Kılıç, “Bir kişi aynı anda 2 veya daha fazla varyantla enfekte olduğunda ve hastanın vücudunda bunların genetik materyalinin karışmasıyla sonuçlandığında rekombinant bir varyant meydana gelmektedir. Bu olağandışı bir durum değildir ve pandemi boyunca birkaç rekombinant SARS-CoV-2 varyantı tanımlanmıştır. XF, XE ve XD olarak bilinen 3 rekombinantı incelenmesi devam etmektedir. Bunlardan XD ve XF, Delta ve Omicron BA.1’in rekombinantlarıdır, XE ise Omicron BA.1 ve BA.2’nin bir rekombinantıdır. Bugüne kadar Birleşik Krallık’ta 38 tane XF vakası tespit edilmiştir. Ancak Şubat ayı ortasından bu yana bu varyantların hiçbiri görülmemiştir. XD için küresel veri tabanlarına 49 vaka rapor edilmiş olsa da, bunların çoğu Fransa’da belirlenmiştir. Omicron BA.1 ve BA.2’nin bir rekombinantı olan XE türünden çok sayıda vaka tespit edildi. Tüm SARS-CoV-2 varyantlarının yanı sıra rekombinant varyantların da halk sağlığı riski açısından yakından izlenmesi ve değerlendirilmesi gerekmektedir” dedi.
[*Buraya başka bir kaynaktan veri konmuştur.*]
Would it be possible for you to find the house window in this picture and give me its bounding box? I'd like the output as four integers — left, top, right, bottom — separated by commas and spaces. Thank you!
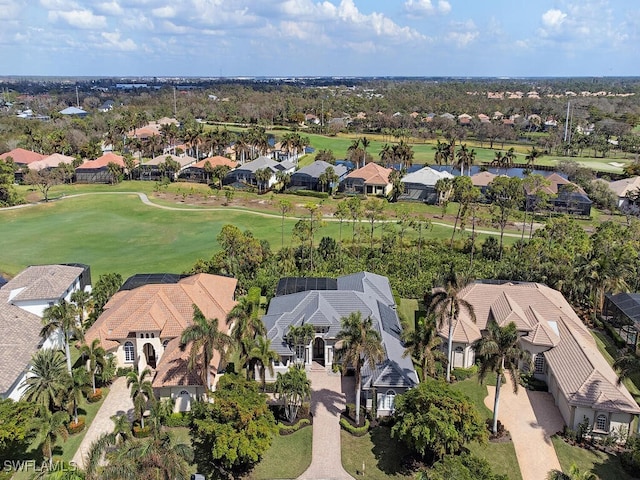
533, 353, 544, 374
378, 390, 396, 410
124, 342, 136, 363
596, 413, 609, 432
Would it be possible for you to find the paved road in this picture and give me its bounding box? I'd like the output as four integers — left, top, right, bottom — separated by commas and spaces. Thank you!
484, 377, 564, 480
73, 377, 133, 468
298, 370, 353, 480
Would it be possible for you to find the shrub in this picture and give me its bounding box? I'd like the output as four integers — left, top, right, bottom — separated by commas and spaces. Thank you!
292, 190, 329, 198
451, 365, 478, 380
340, 418, 369, 437
67, 417, 85, 435
87, 388, 102, 403
278, 418, 311, 435
133, 425, 151, 438
165, 412, 191, 427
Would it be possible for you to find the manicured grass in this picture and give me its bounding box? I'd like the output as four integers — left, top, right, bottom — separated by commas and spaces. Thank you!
340, 427, 414, 480
552, 437, 634, 480
247, 427, 313, 480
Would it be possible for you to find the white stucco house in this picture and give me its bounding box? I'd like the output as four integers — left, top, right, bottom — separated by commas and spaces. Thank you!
439, 281, 640, 435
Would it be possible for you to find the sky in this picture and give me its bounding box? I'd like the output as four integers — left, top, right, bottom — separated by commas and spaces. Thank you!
0, 0, 640, 77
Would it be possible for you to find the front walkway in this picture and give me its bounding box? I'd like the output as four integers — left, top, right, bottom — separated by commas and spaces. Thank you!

“AŞILANMAK VE ÖNLEM ALMAK ÇOK ÖNEMLİ”
Kılıç, “Bugüne kadar milyonlarca insanın hayatını etkileyen Covid- 19, alt varyantları ile varlığını sürdürmeye devam etmektedir. Bu durumda virüse karşı en önemli kalkan olan aşılanmanın ihmal edilmemesi gerekmektedir. Bununla birlikte kapalı alanlarda maske kullanımı, sosyal mesafe ve gerekli hijyen tedbirlerine dikkat edilmesi önemlidir. Bağışıklık sistemini güçlü tutmak için sağlıklı beslenmeye özen gösterilmeli, günlük fiziksel aktiviteler çoğaltılmalı ve düzenli sağlık kontrolleri ile genel sağlığın korunmasına önem verilmelidir” şeklinde sözlerini tamamladı.